Based on the contents of the unilm_joint_cpu model from earlier, we can make some assumptions about the predictive text network. Despite sharing the name of Microsoft’s UniLM from 2019, it looks more to me like a model based on GPT-2.

GPT-2 has four main parts: token embeddings, positional encodings, a series of 12-48 decoder blocks, and an output layer. The network described by unilm_joint_cpu appears to be the same, except with only 6 decoder blocks. Most of the layers within each decoder block have names like gpt2_transformer_layer_3d, which would also seem to suggest it’s based on a GPT-2 architecture.

From my calculations based on sizes of each layer, Apple’s predictive text model appears to have about 34 million parameters, and it has a hidden size of 512 units. This makes it much smaller than even the smallest version of GPT-2.

Model	Decoder Blocks	Parameters	Hidden Size
Apple’s predictive text model	6	34M	512
gpt2	12	117M	768
gpt2-medium	24	345M	1024
gpt2-large	36	762M	1280
gpt2-xl	48	1542M	1600

For the limited scope of the predictive text feature, this makes sense to me. Apple wants a model that can run very quickly and very frequently, without draining much of your device’s battery. When I was testing the predictive text feature, suggestions appeared almost instantly as I typed, making for a great user experience. While the model’s limited size means it wouldn’t be very good at writing full sentences or paragraphs, when it exhibits very high confidence in the next word or two, they’re likely to be good enough to suggest to the user.
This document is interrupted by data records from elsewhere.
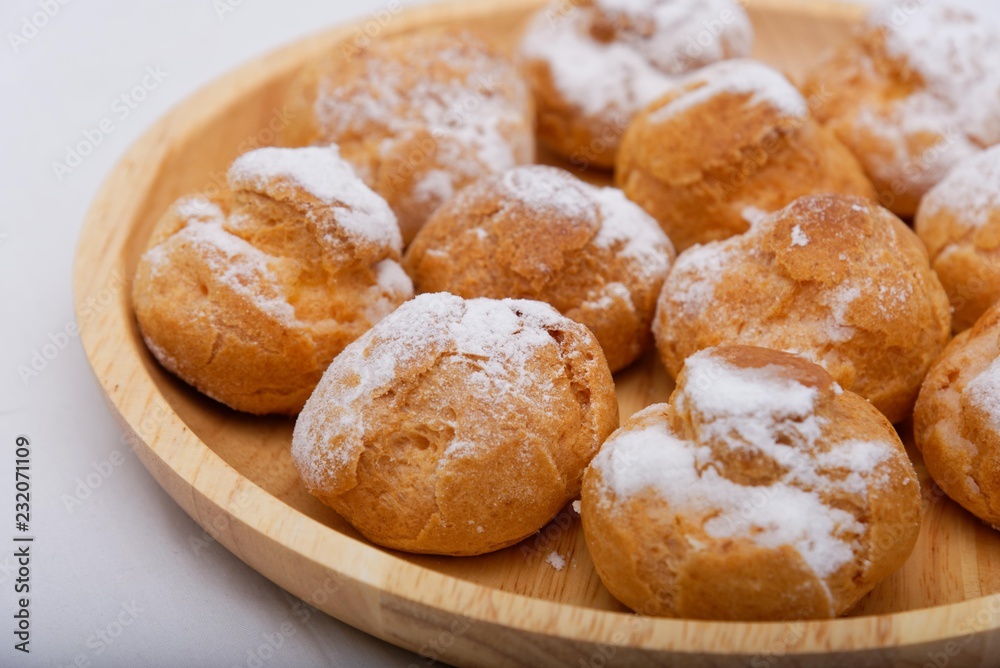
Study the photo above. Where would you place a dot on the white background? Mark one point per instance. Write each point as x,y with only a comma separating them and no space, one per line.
127,544
117,557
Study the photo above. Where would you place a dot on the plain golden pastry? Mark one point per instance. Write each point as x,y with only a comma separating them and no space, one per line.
593,64
416,134
457,426
540,233
836,279
761,491
250,296
959,221
914,92
731,142
956,423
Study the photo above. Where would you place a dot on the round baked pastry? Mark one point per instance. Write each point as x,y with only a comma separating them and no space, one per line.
762,491
249,297
959,221
416,135
836,279
731,142
593,64
540,233
457,427
956,423
913,92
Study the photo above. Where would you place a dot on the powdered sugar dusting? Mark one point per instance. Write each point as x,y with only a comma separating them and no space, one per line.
952,45
322,173
501,337
691,283
600,79
839,300
462,121
799,238
234,262
718,28
984,392
548,189
632,232
616,78
773,417
392,287
970,191
763,85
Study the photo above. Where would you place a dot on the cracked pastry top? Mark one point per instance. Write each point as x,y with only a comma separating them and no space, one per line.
761,491
540,233
457,426
419,115
248,296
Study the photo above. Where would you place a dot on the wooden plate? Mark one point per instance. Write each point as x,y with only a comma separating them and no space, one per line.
233,474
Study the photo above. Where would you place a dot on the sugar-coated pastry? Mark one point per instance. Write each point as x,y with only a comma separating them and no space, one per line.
732,142
956,423
540,233
594,63
457,426
837,279
959,221
248,297
419,115
762,491
913,92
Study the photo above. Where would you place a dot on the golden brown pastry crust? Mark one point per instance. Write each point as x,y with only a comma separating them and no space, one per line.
457,426
837,279
416,135
786,511
956,422
249,297
907,94
540,233
593,65
959,221
731,142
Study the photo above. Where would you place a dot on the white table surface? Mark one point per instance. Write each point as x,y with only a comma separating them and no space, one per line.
118,579
120,576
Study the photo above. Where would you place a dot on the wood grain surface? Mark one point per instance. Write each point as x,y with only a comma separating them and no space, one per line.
233,473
However, with my script that snoops on activity from AppleSpell, we can get the model to write full sentences anyway. If I type “Today” as the first word of my sentence and take the model’s top suggestion each time, here’s what I get (video):

Today is the day of the day and the day of the week is going to be a good thing I have to do is get a new one for the next couple weeks and I think I have a lot of…
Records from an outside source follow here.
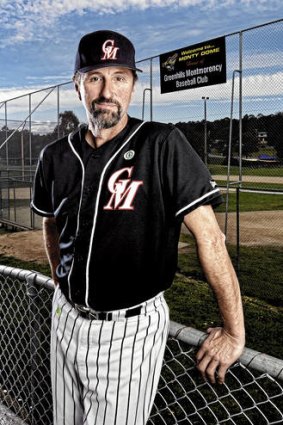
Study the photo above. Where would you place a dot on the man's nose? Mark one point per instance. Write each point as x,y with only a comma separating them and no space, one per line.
107,89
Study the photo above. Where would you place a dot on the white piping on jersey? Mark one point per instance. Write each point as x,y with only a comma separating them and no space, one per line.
80,203
60,206
96,208
196,201
41,212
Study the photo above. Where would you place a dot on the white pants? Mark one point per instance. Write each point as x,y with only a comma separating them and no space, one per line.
106,372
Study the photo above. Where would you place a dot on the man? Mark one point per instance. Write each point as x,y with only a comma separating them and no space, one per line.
114,194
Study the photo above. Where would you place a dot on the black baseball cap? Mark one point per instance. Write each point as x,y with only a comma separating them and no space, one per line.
101,49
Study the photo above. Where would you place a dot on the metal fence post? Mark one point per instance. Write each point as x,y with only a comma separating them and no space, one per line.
35,321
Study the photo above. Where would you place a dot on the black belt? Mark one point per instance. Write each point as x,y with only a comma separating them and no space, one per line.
90,314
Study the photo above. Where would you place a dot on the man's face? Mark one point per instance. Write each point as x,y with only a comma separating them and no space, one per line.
106,94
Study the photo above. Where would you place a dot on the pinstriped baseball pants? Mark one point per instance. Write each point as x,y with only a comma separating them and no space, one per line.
106,372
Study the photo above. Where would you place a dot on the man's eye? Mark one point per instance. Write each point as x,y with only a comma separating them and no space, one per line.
95,78
120,79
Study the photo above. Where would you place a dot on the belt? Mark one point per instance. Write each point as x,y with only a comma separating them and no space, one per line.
89,313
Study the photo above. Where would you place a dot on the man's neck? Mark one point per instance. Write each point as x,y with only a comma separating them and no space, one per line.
96,140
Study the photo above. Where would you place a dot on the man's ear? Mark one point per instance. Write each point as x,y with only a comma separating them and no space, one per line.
77,87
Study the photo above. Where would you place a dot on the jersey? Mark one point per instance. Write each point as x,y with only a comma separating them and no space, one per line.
119,210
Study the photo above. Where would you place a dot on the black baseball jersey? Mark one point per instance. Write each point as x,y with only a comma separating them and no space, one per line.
119,210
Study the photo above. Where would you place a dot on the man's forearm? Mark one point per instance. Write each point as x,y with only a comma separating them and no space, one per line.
51,242
222,278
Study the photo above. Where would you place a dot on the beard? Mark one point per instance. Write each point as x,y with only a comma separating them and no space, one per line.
104,118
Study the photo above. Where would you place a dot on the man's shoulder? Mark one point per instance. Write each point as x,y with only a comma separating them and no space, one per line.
157,129
60,145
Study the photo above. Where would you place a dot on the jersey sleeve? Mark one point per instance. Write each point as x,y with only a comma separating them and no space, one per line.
41,202
187,179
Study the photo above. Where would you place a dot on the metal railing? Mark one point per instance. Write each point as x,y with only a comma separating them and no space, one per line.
252,393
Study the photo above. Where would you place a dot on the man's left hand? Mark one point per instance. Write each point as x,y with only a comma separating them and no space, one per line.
217,353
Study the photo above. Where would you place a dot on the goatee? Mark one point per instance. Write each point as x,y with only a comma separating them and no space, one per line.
105,118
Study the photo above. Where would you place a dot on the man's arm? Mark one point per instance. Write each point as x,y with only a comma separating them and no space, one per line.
51,242
224,345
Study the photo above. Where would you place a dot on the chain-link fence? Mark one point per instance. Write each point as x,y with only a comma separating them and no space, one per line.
252,394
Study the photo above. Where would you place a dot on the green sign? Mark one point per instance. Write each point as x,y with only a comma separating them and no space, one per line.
203,64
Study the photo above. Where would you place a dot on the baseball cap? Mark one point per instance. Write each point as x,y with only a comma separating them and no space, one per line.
102,49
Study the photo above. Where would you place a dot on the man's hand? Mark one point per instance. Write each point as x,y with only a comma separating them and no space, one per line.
217,353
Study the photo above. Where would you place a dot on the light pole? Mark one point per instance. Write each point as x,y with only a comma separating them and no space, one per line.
205,98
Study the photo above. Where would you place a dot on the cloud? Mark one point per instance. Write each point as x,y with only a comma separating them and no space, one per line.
23,20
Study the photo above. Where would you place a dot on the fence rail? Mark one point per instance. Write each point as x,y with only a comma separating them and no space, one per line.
252,393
Not very inspiring. We can compare this with the output from the smallest GPT-2 model:

Today, the White House is continuing its efforts against Iran to help the new President, but it will also try to build new alliances with Iran to make more…
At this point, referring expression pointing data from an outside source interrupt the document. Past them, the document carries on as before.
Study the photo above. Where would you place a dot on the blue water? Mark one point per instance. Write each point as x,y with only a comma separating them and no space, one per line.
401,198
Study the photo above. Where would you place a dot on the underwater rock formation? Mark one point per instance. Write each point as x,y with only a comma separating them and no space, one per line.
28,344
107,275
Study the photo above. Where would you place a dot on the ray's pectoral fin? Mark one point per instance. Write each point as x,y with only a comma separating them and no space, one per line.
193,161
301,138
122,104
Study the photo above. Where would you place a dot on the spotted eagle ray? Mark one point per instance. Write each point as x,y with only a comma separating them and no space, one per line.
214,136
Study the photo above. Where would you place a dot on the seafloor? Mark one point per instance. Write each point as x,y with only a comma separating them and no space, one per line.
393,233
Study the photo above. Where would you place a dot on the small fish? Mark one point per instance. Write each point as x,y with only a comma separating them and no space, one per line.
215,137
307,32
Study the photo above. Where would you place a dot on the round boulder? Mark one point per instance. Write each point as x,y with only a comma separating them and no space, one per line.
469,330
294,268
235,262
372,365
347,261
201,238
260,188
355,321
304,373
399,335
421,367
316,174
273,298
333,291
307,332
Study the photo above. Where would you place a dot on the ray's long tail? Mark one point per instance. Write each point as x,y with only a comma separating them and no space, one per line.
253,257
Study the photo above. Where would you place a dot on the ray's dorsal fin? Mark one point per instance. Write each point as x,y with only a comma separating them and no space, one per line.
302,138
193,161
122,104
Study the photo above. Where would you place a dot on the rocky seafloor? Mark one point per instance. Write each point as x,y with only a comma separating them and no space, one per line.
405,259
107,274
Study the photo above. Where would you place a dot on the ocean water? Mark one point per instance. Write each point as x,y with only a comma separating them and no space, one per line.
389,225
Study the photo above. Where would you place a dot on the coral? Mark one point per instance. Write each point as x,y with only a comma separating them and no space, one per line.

Or the largest GPT-2 model:

Today, the U.S. Department of Justice has filed a lawsuit against the city of Chicago, the Chicago Police Department, and the city’s Independent Police Review Authority, alleging that the police department and the Independent Police Review Authority engaged in a pattern or practice…

Pretty cool seeing the effects of all those extra parameters! It’ll be interesting to see how this feature grows and evolves in the future, and whether Apple decides to keep its scope fairly narrow or someday expand its abilities.

If you’re interested in trying any of this out for yourself, all of my code is on GitHub.